Battery energy storage systems (ESS) are the proper technologies to reduce operational cost of electrical
networks as well as smoothing wind uncertainty. However, some characteristics of the battery energy
storage systems have not been accurately analyzed such as coordination of initial energy and depth of
discharge (DOD) and determining their optimal levels. Moreover, the impacts of these parameters on the
planning and operational costs have not been appropriately addressed. In order to address such shortcomings,
current paper presents a unified stochastic planning on battery energy storage systems in
electric power systems including wind power plants. The proposed planning considers following items
as objective function and optimizes them: cost of energy in the network (i.e., generators fuel cost) and
investment-operational costs and lifetime of battery energy storage systems.
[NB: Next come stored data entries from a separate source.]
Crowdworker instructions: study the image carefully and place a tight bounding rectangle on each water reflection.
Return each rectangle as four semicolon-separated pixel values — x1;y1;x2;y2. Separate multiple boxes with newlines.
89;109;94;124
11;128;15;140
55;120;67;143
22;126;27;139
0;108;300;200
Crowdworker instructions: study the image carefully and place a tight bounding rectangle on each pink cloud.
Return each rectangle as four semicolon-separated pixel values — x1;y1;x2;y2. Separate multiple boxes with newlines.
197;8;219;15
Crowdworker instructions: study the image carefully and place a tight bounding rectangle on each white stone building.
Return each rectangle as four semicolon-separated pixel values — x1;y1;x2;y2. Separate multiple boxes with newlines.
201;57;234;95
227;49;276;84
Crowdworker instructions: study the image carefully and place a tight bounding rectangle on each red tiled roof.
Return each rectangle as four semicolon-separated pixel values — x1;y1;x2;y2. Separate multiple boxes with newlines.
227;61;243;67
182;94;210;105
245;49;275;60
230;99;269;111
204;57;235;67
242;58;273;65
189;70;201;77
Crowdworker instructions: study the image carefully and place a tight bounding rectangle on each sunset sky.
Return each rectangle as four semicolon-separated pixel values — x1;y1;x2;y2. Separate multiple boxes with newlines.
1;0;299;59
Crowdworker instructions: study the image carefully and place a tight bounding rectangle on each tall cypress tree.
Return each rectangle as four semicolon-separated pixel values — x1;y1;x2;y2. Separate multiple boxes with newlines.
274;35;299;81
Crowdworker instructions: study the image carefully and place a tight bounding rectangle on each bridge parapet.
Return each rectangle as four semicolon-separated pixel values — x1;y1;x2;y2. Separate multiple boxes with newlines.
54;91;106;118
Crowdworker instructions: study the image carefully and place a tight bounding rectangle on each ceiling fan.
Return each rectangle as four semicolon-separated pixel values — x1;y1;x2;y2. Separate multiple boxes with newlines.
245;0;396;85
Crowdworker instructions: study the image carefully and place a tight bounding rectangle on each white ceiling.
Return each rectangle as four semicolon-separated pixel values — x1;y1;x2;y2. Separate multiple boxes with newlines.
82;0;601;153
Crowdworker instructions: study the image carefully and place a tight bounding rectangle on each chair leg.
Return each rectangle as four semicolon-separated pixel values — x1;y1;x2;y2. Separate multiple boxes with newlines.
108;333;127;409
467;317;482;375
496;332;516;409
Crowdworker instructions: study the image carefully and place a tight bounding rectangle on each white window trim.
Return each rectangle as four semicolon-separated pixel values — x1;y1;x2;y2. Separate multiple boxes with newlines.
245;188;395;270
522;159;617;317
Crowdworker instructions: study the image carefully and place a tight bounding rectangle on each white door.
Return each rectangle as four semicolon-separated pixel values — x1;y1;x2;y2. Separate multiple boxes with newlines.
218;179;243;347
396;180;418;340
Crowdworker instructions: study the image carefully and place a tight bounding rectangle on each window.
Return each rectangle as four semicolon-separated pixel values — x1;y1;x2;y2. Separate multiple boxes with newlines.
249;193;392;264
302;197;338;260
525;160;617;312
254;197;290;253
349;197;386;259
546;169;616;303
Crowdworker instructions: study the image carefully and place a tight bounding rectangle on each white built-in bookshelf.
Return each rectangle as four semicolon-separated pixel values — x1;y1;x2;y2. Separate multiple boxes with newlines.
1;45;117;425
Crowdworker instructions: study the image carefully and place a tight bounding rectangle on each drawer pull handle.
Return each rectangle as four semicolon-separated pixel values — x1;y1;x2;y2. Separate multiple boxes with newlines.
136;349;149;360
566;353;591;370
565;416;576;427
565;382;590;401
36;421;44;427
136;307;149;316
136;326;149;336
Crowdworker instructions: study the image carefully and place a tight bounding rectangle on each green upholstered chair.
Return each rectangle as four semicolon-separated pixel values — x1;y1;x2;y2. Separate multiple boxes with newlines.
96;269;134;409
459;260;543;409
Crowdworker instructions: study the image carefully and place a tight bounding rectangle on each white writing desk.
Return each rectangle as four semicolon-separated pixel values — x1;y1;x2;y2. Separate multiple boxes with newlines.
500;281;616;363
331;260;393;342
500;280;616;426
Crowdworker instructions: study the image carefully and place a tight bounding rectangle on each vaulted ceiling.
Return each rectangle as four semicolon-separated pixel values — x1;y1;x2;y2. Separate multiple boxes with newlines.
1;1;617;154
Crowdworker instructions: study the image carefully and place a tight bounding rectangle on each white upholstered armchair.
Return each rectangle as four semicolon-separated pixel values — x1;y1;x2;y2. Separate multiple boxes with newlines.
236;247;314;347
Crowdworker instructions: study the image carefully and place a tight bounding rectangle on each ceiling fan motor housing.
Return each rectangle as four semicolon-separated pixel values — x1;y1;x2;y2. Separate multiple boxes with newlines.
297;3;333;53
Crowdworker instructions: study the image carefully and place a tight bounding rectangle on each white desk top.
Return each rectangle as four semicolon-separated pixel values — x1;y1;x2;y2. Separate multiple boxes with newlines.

The design variable are also
classified in three categories as (i) optimal generation scheduling (i.e., determining optimal generation
pattern for all generators at each hour over the day), (ii) optimal energy storage planning (i.e., denoting
capacity of batteries, nominal power of interfacing converters, and location of battery energy storage
units), and (iii) optimal energy storage scheduling (i.e., determining optimal charging-discharging
pattern, initial energy, depth-of-discharge, lifetime, and life-cycle for energy storage units). All of
these items are carried out through stochastic modeling under wind power uncertainties. The paper
presents a proper coordination between design variables such as initial energy and depth-of-discharge in
order to minimize the network operational cost, maximizing lifetime of battery energy storage system,
and smoothing wind uncertainty. The efficiency of the introduced methodology is demonstrated through
various analyses and comparative studies.